I take the pot with the plant that died during transplant
             empty it in the corner of the lot            & hope nobody looks out
to see me abandoning it there under its own dirt

it takes more than one human lifetime for a forest to grow

my glass bowl breaks & Dorothy bends down
             picks up the shards as thick as my fingers                wraps them
in sheets of paper & flourishes the bouquet
afterwards         our fingers bloom red with tiny incisions

walking with Dorothy

 

a dog bothers the scraps
of food around the compost bin

                          it howls at the murmur of the village stream

ignoring the voice calling from the hill
the trees gleam with overnight rain

                          each tree, taken singly, was beautiful

the bees emerging
from their wooden house
mistake me for
a flower and for
a moment I am one
hopelessly lacking in pollen
swaying in the breeze
and taking up space
standing still in the mud
unmaking myself amid
leaves I’ve seen a thousand times
and never wondered the names of

                          some trees putting out red shoots
                          query: what trees are they?

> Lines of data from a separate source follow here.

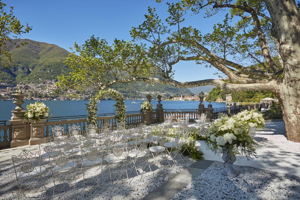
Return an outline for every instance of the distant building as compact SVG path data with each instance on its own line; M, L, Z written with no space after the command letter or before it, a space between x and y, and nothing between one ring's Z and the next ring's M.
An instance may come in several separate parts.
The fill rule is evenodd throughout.
M232 96L231 94L229 94L226 95L226 102L232 102Z

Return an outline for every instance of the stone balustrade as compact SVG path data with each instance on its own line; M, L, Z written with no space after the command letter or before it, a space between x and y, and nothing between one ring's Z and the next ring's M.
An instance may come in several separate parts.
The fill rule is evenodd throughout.
M69 132L69 127L73 125L79 126L82 131L86 130L88 125L86 121L87 116L53 117L41 120L36 124L32 121L29 124L24 124L22 117L25 112L22 105L24 103L25 94L14 94L13 95L14 101L14 103L16 105L12 111L12 116L9 121L10 124L7 124L6 122L0 122L0 148L13 147L24 145L33 145L38 144L45 137L52 135L52 128L57 126L63 127L66 133ZM190 114L190 121L194 121L198 119L202 113L207 114L206 121L211 121L216 118L220 112L226 113L229 116L242 112L243 110L257 109L265 107L268 103L256 104L248 106L239 105L233 106L228 105L226 107L214 109L211 105L208 108L205 108L203 103L203 98L200 97L200 103L197 109L164 109L161 103L161 97L157 96L158 103L156 109L151 111L128 112L126 113L126 124L137 125L143 123L149 124L156 122L164 121L166 117L173 115L173 120L179 121L183 120L188 113ZM151 101L151 97L147 95L147 100ZM235 105L236 106L236 105ZM99 115L98 121L99 126L108 122L111 123L112 127L116 127L117 121L114 113L107 113ZM1 123L2 124L1 124Z

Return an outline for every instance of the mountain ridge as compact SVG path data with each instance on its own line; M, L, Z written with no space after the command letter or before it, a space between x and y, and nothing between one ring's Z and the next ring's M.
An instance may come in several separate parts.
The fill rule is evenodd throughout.
M0 83L12 84L39 83L46 80L56 81L58 76L67 75L70 71L64 63L70 52L53 44L38 42L29 39L15 39L14 41L20 44L28 44L19 48L11 46L8 51L13 61L8 69L0 63ZM120 84L112 87L124 92L134 94L141 91L158 91L166 90L177 95L188 94L190 91L187 88L180 88L173 86L160 84L153 86L145 83Z

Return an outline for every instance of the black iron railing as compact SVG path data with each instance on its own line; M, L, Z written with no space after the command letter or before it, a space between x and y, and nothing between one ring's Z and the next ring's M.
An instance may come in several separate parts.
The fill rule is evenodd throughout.
M155 110L156 111L156 110ZM154 111L153 112L155 112ZM141 111L128 111L126 112L126 115L130 115L130 114L138 114L141 113ZM97 115L98 117L107 117L107 116L111 116L116 115L115 112L110 112L106 113L99 114ZM64 116L62 117L50 117L47 118L46 121L58 121L62 120L67 120L68 119L84 119L86 118L88 116L88 115L76 115L72 116Z

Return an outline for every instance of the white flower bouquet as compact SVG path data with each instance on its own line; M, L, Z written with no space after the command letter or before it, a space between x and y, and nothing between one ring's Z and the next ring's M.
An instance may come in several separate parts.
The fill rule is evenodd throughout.
M227 151L231 153L229 155L234 157L244 155L249 160L251 156L256 157L257 144L249 135L244 122L237 117L221 116L216 119L208 126L205 136L208 148L215 154Z
M262 114L254 110L246 110L239 112L233 117L244 123L248 128L263 128L265 124Z
M26 106L27 111L24 114L23 119L25 121L30 122L31 120L35 120L36 124L41 119L49 117L50 109L42 102L36 102L31 103Z
M141 106L141 110L149 110L151 111L153 110L153 106L149 101L146 101L142 103Z

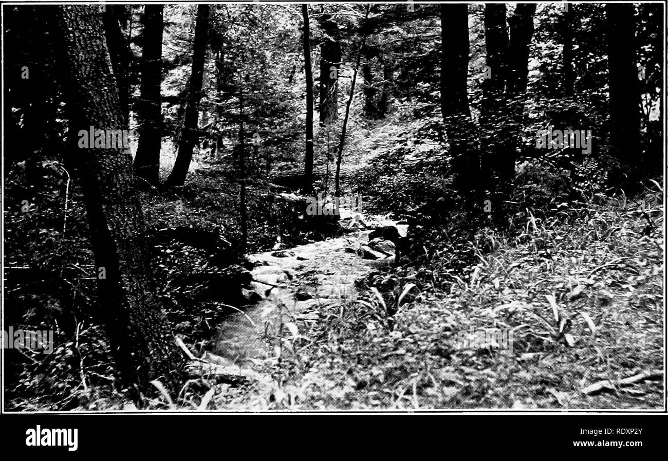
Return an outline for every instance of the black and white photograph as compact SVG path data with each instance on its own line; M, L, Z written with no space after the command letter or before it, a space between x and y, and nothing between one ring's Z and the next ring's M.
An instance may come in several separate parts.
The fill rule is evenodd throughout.
M665 414L665 8L3 3L2 412Z

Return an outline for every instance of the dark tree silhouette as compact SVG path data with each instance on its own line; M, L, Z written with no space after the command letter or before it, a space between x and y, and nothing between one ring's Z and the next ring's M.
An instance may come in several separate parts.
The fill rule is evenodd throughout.
M137 174L152 184L159 182L162 111L162 5L147 5L144 10L142 83L138 115L140 124L134 168Z
M488 189L492 188L493 172L506 156L504 150L512 148L503 136L504 120L506 116L505 99L508 59L508 27L506 25L506 5L488 3L485 5L486 63L489 67L482 82L482 104L480 106L481 172Z
M159 6L162 7L162 5ZM128 120L130 120L130 65L132 53L130 51L128 40L123 35L120 23L125 8L126 6L122 5L107 5L102 17L104 21L104 35L107 39L107 47L109 49L109 55L112 59L114 75L118 85L121 109L124 116Z
M208 31L209 5L197 5L195 38L192 49L192 71L188 86L188 99L184 110L183 123L178 135L178 152L168 186L181 186L186 182L192 159L192 149L198 136L197 120L200 100L202 99L202 81L204 77L206 36Z
M618 184L635 188L638 179L635 160L641 154L635 7L631 3L607 3L605 13L610 150L621 166L616 178Z
M341 53L336 23L323 19L320 27L325 34L320 45L320 123L326 124L339 117L338 72Z
M178 381L180 355L151 282L144 221L130 153L77 148L78 130L126 128L97 6L57 9L61 79L70 152L79 176L95 255L100 309L122 383L145 392L150 379Z
M345 133L348 127L348 118L350 117L350 105L353 103L353 96L355 94L355 82L357 80L357 71L359 69L359 62L362 59L362 50L364 49L364 45L367 41L367 35L369 29L367 27L367 21L369 19L369 12L371 10L370 5L367 5L366 12L364 15L364 19L362 22L362 29L364 31L362 35L362 40L359 43L359 49L357 50L357 59L355 61L355 69L353 71L353 80L350 83L350 94L348 95L348 102L345 105L345 116L343 118L343 126L341 129L341 138L339 140L338 152L336 159L336 173L334 175L334 189L335 195L338 197L341 196L341 162L343 158L343 146L345 145Z
M441 4L441 112L452 157L455 188L465 196L480 186L480 160L468 107L468 6Z
M313 185L313 73L311 63L311 39L309 6L301 5L304 21L302 34L304 44L304 71L306 73L306 152L304 155L304 189L309 192Z
M504 150L506 155L498 164L499 177L505 181L515 177L516 152L517 147L521 145L526 84L528 82L529 44L534 33L535 13L535 3L519 3L508 19L510 36L506 94L510 112L507 122L508 140L511 144Z

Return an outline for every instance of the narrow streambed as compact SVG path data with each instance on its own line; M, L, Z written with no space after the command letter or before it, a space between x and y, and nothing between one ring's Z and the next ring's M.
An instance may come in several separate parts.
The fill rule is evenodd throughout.
M355 218L354 222L347 220ZM214 353L242 367L275 356L271 338L275 337L282 323L315 321L315 311L323 305L355 299L356 279L379 265L391 263L393 257L365 259L355 250L367 243L375 228L397 226L395 221L342 213L341 222L357 230L342 237L248 257L256 264L251 271L257 281L253 287L262 299L223 321ZM405 226L397 227L405 233Z

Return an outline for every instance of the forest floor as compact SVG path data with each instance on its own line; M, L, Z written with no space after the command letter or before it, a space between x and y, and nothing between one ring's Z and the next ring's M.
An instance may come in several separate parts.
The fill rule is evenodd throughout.
M296 293L318 275L346 274L350 291L287 309L279 335L265 337L269 356L251 361L263 377L219 385L210 408L660 408L663 208L659 194L644 198L646 208L613 199L528 222L521 239L498 237L448 291L398 269L402 290L420 288L396 301L391 326L389 301L355 293L352 280L365 270L387 277L386 268L351 265L343 239L316 244L315 273L305 265L283 281ZM513 331L510 353L458 347L458 332L493 326Z

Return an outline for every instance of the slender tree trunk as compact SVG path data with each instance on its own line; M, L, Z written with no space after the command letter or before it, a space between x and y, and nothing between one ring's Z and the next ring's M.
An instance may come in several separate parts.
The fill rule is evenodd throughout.
M378 101L378 117L381 118L387 114L389 110L390 81L392 80L392 69L387 59L381 55L379 57L381 65L383 66L383 84L381 86L381 94Z
M468 6L441 4L441 110L452 156L454 185L464 196L479 190L480 159L468 107Z
M150 379L179 381L180 354L150 279L144 222L132 158L123 148L77 148L79 130L126 129L96 5L58 8L61 78L70 151L79 176L95 255L96 309L122 383L138 400Z
M364 21L362 23L362 27L364 33L362 35L362 41L359 43L359 49L357 51L357 59L355 61L355 71L353 72L353 81L350 84L350 96L348 97L348 102L345 105L345 117L343 118L343 126L341 129L341 139L339 140L338 154L336 159L336 174L334 176L334 189L335 196L341 196L341 184L339 179L341 177L341 162L343 158L343 146L345 144L345 132L348 126L348 118L350 116L350 105L353 102L353 96L355 94L355 82L357 79L357 70L359 69L359 61L362 59L362 50L364 49L364 44L367 41L367 29L366 27L367 20L369 19L369 11L371 8L367 5L366 13L364 15Z
M192 159L192 150L197 142L197 121L200 100L202 99L202 82L204 77L204 57L206 53L206 35L208 31L209 5L197 5L195 39L192 51L192 71L188 84L188 100L184 110L183 124L178 139L178 152L172 173L167 179L168 186L181 186L186 182L188 170Z
M140 178L159 183L162 111L162 5L146 5L144 11L142 83L138 115L140 124L134 168Z
M364 114L367 117L375 118L378 115L375 104L377 90L373 86L373 71L368 61L362 66L362 78L364 79Z
M313 73L311 63L311 39L309 25L309 6L301 5L304 20L304 70L306 73L306 153L304 156L304 190L311 192L313 187Z
M320 45L320 123L325 124L339 117L339 68L341 53L333 23L325 21L321 27L327 34Z
M536 3L518 3L515 11L508 19L510 37L508 53L508 80L506 96L510 113L508 130L510 144L504 150L506 158L502 159L498 171L504 181L510 181L515 177L516 150L522 142L522 128L524 124L524 101L526 85L528 82L529 44L534 33L534 14Z
M621 167L614 179L622 187L635 188L639 179L636 159L642 150L635 7L631 3L607 3L605 13L611 153Z
M248 245L248 212L246 209L246 133L244 130L244 86L239 75L239 214L241 218L241 253L246 251Z
M575 5L566 3L564 11L562 37L564 41L564 51L562 55L563 66L564 86L562 94L566 97L572 97L575 91L575 67L573 67L573 28L575 27Z
M508 54L508 27L506 25L506 5L503 3L485 5L486 63L489 73L482 82L482 102L480 105L481 174L488 190L492 190L493 172L499 171L500 163L506 156L504 150L504 119L507 104L504 91L506 88Z
M160 5L162 7L162 5ZM118 96L121 110L126 120L130 120L130 63L132 53L130 44L123 35L119 23L119 11L117 9L125 8L124 5L108 5L102 15L104 21L104 34L107 39L109 55L112 58L114 75L118 85ZM161 34L162 35L162 34Z

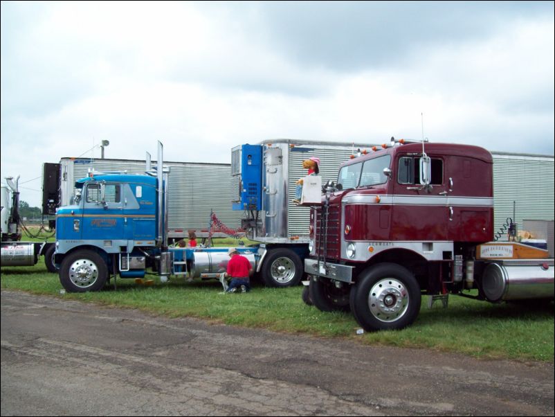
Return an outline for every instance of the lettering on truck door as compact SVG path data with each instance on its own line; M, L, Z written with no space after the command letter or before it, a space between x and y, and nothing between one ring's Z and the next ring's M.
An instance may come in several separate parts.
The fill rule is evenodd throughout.
M82 233L91 240L109 241L123 236L123 206L121 201L121 184L106 183L104 185L104 202L100 183L87 184L85 191Z

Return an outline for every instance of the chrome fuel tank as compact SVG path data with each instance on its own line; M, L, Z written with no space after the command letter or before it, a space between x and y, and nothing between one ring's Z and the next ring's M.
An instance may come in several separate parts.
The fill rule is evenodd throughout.
M248 259L253 270L255 270L256 260L254 251L242 251L241 254ZM190 276L192 278L217 278L219 274L226 272L228 261L227 249L225 251L195 251L192 254Z
M26 267L37 263L38 251L33 242L3 242L1 265L3 267Z
M554 298L553 259L516 260L489 264L482 286L488 301Z

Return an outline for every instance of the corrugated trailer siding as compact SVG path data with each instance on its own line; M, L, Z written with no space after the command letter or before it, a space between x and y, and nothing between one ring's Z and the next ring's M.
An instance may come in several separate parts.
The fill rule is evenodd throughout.
M231 206L230 166L185 163L172 166L170 175L170 229L208 229L210 211L226 226L241 226L243 213Z
M513 218L518 231L522 220L546 220L554 217L554 158L534 155L492 152L493 157L493 200L495 231L507 218ZM506 240L504 233L500 240Z
M367 148L369 148L368 145ZM308 150L307 152L300 152ZM339 166L349 159L352 154L351 146L322 147L299 146L289 150L289 236L307 236L310 220L310 208L296 206L291 203L295 198L296 182L299 178L307 175L307 170L302 168L302 161L311 157L320 158L320 175L322 185L331 179L337 181Z
M226 226L234 229L241 226L243 213L234 211L231 206L230 165L192 162L165 162L164 165L170 167L170 229L183 229L185 235L188 229L207 229L211 209ZM74 180L87 177L91 166L98 172L144 174L145 165L144 161L125 159L95 159L92 165L74 163Z

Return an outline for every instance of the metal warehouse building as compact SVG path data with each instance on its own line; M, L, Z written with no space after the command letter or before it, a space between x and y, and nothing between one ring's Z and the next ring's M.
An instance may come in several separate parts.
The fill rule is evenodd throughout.
M491 152L493 157L495 230L514 218L519 231L523 221L553 220L554 157Z

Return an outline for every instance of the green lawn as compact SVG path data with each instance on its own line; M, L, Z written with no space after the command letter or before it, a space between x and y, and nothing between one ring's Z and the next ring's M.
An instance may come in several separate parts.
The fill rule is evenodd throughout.
M153 276L154 277L154 276ZM457 352L480 358L554 361L554 304L491 304L451 296L449 307L441 303L428 309L427 298L415 323L403 330L356 335L358 325L350 314L326 313L301 300L302 287L266 288L255 284L248 294L221 294L217 281L188 283L154 277L152 286L118 279L103 291L60 294L57 274L42 263L35 267L1 268L1 287L34 294L138 308L171 317L194 317L214 322L352 339L383 344Z

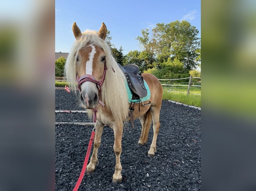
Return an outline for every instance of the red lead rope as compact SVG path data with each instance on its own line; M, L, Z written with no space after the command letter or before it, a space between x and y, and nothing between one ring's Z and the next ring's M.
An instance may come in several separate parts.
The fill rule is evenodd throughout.
M88 160L89 159L89 156L91 152L91 149L92 148L92 145L93 144L93 141L94 140L94 135L95 134L95 131L93 130L93 131L92 132L92 135L91 135L91 138L90 138L90 141L89 142L89 145L88 145L87 152L86 152L86 155L85 159L85 161L84 162L84 165L83 166L82 171L81 171L81 173L80 174L79 178L78 178L78 180L77 181L77 184L76 184L73 191L77 191L78 188L79 188L79 186L80 184L81 184L83 178L84 178L84 175L85 174L85 170L86 169L86 167L87 166Z

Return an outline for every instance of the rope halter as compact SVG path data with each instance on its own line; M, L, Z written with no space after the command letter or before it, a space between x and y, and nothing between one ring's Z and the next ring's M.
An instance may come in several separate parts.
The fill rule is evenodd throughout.
M101 86L102 86L102 84L105 80L106 71L107 69L108 68L107 67L106 61L105 61L105 62L104 63L104 71L103 71L103 74L101 78L99 81L97 80L94 76L90 74L86 74L79 78L78 76L78 75L77 74L77 78L76 78L76 80L77 82L77 84L78 85L78 89L81 92L81 86L83 84L83 83L85 82L93 82L96 84L96 85L97 86L97 88L98 89L98 97L99 97L100 96L99 95L99 93L100 94L101 94ZM97 120L96 113L97 112L97 110L96 107L98 103L99 103L103 106L105 105L104 103L100 100L99 98L98 99L98 102L97 103L97 104L96 104L95 107L93 109L93 122L94 123L96 122L96 121Z

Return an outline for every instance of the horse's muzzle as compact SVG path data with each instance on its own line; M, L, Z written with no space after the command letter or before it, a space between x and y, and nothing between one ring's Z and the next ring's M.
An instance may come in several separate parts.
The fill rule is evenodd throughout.
M80 99L86 109L93 109L98 102L98 93L92 92L87 93L82 90L80 93Z

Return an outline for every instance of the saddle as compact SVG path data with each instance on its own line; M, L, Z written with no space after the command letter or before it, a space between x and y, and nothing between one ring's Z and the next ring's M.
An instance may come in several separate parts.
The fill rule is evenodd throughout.
M130 90L139 97L147 96L147 91L144 84L141 74L139 73L139 67L135 64L129 64L122 67L118 64L125 75Z

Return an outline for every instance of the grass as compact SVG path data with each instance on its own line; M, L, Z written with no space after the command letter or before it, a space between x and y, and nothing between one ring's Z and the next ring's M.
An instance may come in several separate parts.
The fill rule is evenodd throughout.
M187 90L185 89L163 88L163 99L180 102L189 105L201 107L201 91L200 89L190 89L189 94L187 96ZM194 94L197 94L199 95Z
M55 86L65 87L67 85L66 82L55 81ZM169 88L163 88L163 99L172 100L189 105L201 107L201 90L200 89L191 88L189 94L187 96L186 88L172 88L171 91L169 92Z
M65 82L55 81L55 86L64 86L68 85L68 83Z

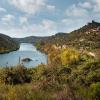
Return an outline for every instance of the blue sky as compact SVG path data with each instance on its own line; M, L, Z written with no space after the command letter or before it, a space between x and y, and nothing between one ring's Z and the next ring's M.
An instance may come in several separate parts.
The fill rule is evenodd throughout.
M11 37L70 32L100 22L100 0L0 0L0 33Z

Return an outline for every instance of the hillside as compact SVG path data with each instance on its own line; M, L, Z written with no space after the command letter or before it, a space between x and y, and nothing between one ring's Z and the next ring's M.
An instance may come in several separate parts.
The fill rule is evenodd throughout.
M66 45L68 47L75 47L83 50L99 49L100 23L92 21L71 33L62 33L51 36L44 42L55 45Z
M100 23L92 21L78 30L70 33L57 33L48 37L30 36L26 38L15 39L19 42L29 43L48 43L56 46L66 45L67 47L75 47L81 50L94 50L100 48Z
M19 48L19 44L4 34L0 34L0 53L7 53L10 51L17 50Z

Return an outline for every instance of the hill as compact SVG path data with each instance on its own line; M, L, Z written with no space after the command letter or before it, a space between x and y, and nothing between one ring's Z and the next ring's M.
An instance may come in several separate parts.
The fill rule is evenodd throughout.
M0 33L0 53L7 53L17 50L18 48L19 44L15 40Z
M70 33L57 33L48 37L30 36L26 38L15 39L19 42L28 43L48 43L56 46L66 45L81 50L94 50L100 48L100 23L92 21L78 30Z

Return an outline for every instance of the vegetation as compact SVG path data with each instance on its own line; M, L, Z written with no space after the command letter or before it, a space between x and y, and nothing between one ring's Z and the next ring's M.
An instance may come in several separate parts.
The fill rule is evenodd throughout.
M12 38L0 34L0 54L19 49L19 44Z
M36 68L1 68L0 99L100 100L99 58L68 48L52 51L49 60Z
M0 68L0 100L100 100L99 23L34 43L47 65Z

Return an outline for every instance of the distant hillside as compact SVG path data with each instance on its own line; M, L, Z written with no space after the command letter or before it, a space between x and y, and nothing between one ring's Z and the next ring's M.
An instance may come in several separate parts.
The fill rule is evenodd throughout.
M37 43L41 41L46 44L55 44L57 46L66 45L83 50L100 49L100 23L92 21L71 33L60 32L49 37L30 36L19 39L16 38L15 40L28 43Z
M58 33L42 42L59 46L66 45L83 50L100 49L100 23L92 21L71 33Z
M19 44L15 40L0 33L0 53L7 53L17 50L18 48Z
M25 38L14 38L19 43L36 43L37 41L45 40L47 37L29 36Z

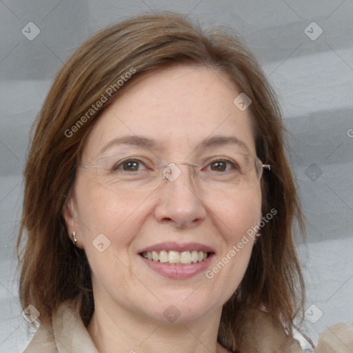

a fantail flits from branch to branch
something bigger than language
in its movements
which loses
its sheen when captured
later the sky between
apartments and street lamps
empties but for the full moon
and Venus striving to be seen
as brightly

                          all the heavens seemed in one perpetual motion

grit on the footpath like glitter

                          the roads very dirty

a morepork somewhere in the dark
oblivious to me and better for it

Note: Lines in italics are taken from Dorothy Wordsworth’s Alfoxden Journal.

ABOUT THE AUTHOR

Ash Davida Jane is a poet and bookseller from Wellington. Her work can be found in Starling, Sweet Mammalian, Mimicry, Food Court, -Ology, Sport, Peach Mag, and Mayhem. Her first book Every Dark Waning was published in 2016.